# So any other good sites to post NSFW art besides HF? (NSFW of course)



## Nega5 (Aug 13, 2015)

Yo! I've only just started using FA to post most of my pr0n.

im not really a hardcore furry and nowhere else is any good to post NSFW stuff.

i use Tumblr but it's really hard to get noticed there and Hentai Foundry are really reject happy cause they only want art that is "perfect"

any ideas? XD


----------



## Maugryph (Aug 13, 2015)

You made an account just to ask that?


----------



## Nega5 (Aug 13, 2015)

Maugryph said:


> You made an account just to ask that?



Well, FA is perfect for me still and have been using it for a week now. The forums I don't feel to use as much but I thought this would be the perfect community for my question. xD


----------



## Maugryph (Aug 13, 2015)

Nega5 said:


> Well, FA is perfect for me still and have been using it for a week now. The forums I don't feel to use as much but I thought this would be the perfect community for my question. xD



Glad to know that you think so highly of us :V

Inkbunny and Weasyl accepts adult artwork but they are furry sites


----------



## Nega5 (Aug 13, 2015)

Maugryph said:


> Glad to know that you think so highly of us :V
> 
> Inkbunny and Weasyl accepts adult artwork but they are furry sites


Fe I tried those but most of my stuff isn't really furry oriented and they don't accept human stuff I don't think like FA does.

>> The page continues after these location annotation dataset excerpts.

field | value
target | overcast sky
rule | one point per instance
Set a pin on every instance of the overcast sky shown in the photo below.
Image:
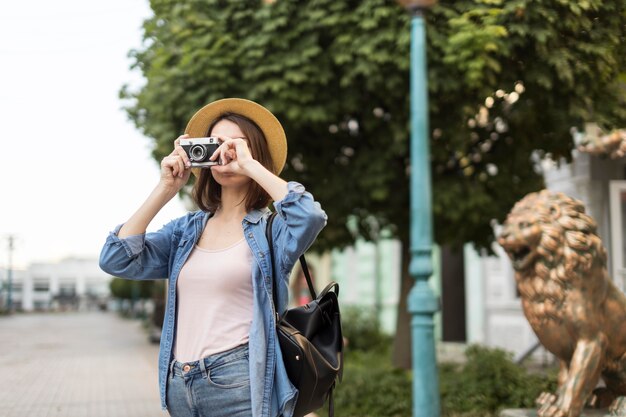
(72, 166)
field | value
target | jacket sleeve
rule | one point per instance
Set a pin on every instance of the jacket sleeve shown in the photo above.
(144, 256)
(302, 220)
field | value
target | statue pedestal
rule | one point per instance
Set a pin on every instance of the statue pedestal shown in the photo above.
(527, 412)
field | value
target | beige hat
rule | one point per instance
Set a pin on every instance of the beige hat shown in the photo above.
(268, 123)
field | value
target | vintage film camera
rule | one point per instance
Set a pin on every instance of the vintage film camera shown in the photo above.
(199, 150)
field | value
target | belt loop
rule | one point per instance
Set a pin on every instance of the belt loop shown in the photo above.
(205, 373)
(172, 367)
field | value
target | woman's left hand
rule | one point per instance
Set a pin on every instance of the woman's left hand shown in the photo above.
(233, 154)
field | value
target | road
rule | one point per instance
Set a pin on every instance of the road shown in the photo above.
(77, 365)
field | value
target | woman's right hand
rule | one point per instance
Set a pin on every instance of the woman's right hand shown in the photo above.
(175, 168)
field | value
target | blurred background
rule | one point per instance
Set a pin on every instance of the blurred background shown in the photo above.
(524, 95)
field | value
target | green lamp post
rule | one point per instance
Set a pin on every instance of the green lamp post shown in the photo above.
(422, 302)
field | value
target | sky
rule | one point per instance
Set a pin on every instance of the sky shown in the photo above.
(72, 165)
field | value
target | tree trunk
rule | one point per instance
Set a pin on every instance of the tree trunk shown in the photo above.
(402, 341)
(453, 294)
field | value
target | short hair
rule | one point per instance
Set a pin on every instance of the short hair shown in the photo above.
(207, 193)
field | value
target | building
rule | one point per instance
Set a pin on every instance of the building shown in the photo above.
(496, 314)
(70, 284)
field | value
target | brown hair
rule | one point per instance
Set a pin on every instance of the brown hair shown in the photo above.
(207, 193)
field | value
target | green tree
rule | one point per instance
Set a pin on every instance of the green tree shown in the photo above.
(508, 80)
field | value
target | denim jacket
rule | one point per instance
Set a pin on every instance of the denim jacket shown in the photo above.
(161, 255)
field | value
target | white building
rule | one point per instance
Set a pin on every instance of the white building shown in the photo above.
(73, 283)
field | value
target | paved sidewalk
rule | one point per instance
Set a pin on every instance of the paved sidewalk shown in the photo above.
(77, 365)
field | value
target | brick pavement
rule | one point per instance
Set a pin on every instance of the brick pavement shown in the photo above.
(77, 365)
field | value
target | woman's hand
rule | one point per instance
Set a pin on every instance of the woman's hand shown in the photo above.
(175, 168)
(234, 155)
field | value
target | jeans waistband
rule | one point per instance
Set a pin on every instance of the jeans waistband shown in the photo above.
(202, 365)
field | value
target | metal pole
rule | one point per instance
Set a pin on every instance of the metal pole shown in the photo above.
(10, 274)
(422, 302)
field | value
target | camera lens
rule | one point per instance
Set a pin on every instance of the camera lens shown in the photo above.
(197, 153)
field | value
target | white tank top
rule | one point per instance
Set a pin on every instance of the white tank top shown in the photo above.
(214, 301)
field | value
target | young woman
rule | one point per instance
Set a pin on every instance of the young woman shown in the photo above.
(219, 355)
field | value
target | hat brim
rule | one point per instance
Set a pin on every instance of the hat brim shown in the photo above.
(198, 125)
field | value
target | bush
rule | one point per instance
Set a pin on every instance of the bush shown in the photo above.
(488, 382)
(362, 331)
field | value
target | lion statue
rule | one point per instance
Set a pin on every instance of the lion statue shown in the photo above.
(569, 300)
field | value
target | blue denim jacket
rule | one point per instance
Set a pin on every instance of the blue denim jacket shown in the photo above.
(162, 254)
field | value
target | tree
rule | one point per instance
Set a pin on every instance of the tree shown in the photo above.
(508, 81)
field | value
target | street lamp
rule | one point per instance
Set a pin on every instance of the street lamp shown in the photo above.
(422, 301)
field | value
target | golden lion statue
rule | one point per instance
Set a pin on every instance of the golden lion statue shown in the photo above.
(569, 300)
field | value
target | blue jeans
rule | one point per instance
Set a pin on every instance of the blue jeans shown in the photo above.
(215, 386)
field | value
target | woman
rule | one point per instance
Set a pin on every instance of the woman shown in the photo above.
(219, 355)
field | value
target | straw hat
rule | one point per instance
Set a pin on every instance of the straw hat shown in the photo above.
(198, 125)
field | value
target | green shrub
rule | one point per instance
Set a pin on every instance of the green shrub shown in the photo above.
(362, 331)
(372, 388)
(488, 382)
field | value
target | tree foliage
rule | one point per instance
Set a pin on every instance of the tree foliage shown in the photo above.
(507, 79)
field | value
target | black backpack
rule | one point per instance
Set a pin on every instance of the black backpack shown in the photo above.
(311, 342)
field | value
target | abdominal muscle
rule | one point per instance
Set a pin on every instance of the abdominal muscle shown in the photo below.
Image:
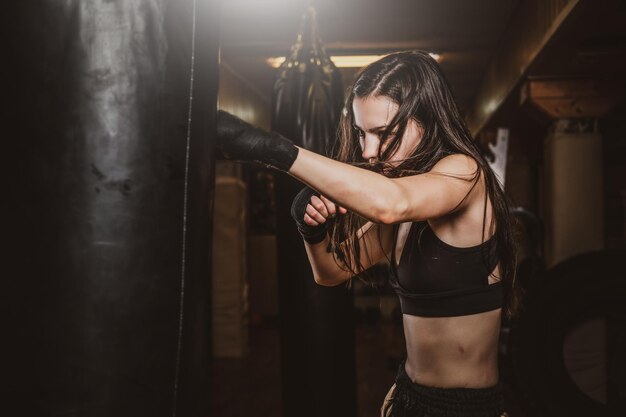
(451, 352)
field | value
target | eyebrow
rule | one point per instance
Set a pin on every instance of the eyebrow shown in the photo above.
(372, 130)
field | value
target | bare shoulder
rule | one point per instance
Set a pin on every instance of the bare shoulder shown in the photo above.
(457, 164)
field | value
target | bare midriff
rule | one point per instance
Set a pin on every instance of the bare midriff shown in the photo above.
(451, 352)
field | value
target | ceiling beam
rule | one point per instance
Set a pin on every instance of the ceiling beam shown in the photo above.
(532, 28)
(563, 98)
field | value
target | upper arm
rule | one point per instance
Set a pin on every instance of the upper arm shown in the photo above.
(445, 188)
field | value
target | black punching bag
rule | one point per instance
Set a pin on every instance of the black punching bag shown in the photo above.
(316, 322)
(111, 108)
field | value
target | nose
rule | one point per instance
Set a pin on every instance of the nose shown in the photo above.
(370, 146)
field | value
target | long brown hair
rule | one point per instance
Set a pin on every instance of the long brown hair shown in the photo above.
(414, 81)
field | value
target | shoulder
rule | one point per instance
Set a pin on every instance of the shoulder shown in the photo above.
(457, 164)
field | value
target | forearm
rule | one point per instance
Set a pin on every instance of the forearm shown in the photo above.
(369, 194)
(325, 269)
(375, 245)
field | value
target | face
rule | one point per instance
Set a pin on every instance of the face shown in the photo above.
(371, 116)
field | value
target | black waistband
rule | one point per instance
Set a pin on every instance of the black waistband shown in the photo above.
(412, 399)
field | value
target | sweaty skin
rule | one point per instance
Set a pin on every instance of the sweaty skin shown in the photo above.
(441, 351)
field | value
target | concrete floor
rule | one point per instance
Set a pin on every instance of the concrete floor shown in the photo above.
(251, 385)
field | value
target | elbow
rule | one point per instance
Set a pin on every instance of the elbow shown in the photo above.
(392, 209)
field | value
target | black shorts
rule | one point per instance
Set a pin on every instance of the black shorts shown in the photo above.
(409, 399)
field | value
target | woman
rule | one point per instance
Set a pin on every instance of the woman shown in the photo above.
(428, 203)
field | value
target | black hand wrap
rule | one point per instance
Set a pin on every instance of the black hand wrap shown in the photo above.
(241, 141)
(311, 234)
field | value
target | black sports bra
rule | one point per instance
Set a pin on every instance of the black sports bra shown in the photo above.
(435, 279)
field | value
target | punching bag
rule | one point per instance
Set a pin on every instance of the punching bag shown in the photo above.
(111, 111)
(316, 322)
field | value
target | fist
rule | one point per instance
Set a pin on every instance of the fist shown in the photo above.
(319, 209)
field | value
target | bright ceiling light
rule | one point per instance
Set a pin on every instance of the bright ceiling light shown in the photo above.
(344, 61)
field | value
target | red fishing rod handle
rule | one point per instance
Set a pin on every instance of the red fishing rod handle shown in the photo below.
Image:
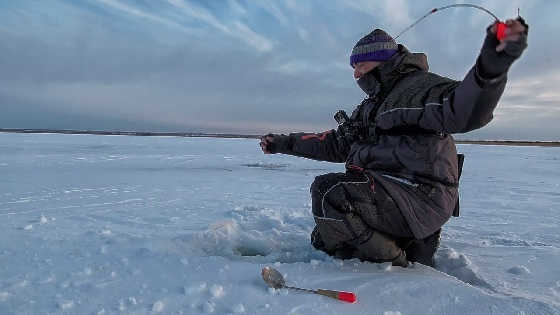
(501, 30)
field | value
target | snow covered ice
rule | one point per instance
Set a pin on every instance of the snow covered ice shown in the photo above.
(163, 225)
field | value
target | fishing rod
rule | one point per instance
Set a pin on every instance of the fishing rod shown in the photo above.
(500, 26)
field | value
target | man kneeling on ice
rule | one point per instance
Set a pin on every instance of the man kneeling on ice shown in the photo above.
(402, 168)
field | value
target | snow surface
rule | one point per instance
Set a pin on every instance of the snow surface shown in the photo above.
(141, 225)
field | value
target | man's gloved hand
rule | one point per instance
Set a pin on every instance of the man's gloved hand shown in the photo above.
(267, 143)
(496, 56)
(272, 143)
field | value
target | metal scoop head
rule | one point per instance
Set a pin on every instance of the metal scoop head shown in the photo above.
(273, 278)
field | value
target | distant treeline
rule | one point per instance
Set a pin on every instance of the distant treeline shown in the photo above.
(228, 135)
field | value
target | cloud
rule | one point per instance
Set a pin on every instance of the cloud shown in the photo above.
(259, 42)
(241, 66)
(237, 30)
(139, 13)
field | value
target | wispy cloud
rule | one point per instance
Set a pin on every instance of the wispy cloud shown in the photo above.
(237, 30)
(142, 14)
(259, 42)
(271, 8)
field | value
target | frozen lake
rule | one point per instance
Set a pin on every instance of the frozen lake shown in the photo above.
(142, 225)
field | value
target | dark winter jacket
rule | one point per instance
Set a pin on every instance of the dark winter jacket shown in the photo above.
(405, 139)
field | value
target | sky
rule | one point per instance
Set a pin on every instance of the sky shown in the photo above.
(250, 67)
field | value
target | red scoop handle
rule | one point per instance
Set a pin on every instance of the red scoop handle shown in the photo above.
(339, 295)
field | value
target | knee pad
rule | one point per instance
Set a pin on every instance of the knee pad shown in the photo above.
(380, 247)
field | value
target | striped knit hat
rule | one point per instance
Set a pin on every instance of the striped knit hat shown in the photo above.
(375, 46)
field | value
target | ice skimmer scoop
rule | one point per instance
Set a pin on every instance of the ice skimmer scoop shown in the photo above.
(275, 280)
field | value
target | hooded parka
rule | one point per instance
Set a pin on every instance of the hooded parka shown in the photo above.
(404, 140)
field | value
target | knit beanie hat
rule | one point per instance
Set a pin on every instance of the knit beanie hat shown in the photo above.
(375, 46)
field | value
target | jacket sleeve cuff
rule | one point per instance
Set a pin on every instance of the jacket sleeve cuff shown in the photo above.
(487, 82)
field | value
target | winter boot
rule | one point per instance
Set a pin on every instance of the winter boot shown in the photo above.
(423, 251)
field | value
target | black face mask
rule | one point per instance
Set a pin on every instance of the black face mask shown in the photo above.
(369, 83)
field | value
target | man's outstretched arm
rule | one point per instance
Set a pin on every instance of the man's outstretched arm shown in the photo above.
(470, 104)
(328, 146)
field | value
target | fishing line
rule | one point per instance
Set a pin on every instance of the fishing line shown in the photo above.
(501, 26)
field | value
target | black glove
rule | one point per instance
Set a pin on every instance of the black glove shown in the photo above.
(272, 143)
(492, 63)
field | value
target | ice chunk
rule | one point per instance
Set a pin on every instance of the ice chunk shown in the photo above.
(519, 270)
(239, 308)
(217, 291)
(158, 307)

I mean, I love furries as much as I do humans but yah.


----------



## -Sliqq- (Aug 13, 2015)

Have you tried ringing East 6-21?


----------



## Maugryph (Aug 13, 2015)

-Sliqq- said:


> Have you tried ringing East 6-21?


Lol


----------



## Taralack (Aug 14, 2015)

4chan? From memory that's how a lot of popular HF artists get an audience


----------



## Nega5 (Aug 14, 2015)

Taralack said:


> 4chan? From memory that's how a lot of popular HF artists get an audience



Really? Sounds pretty awesome, I may have to try it.


----------



## Maugryph (Aug 14, 2015)

Nega5 said:


> Really? Sounds pretty awesome, I may have to try it.



It's dangerous to go to 4chan alone! Take this.


----------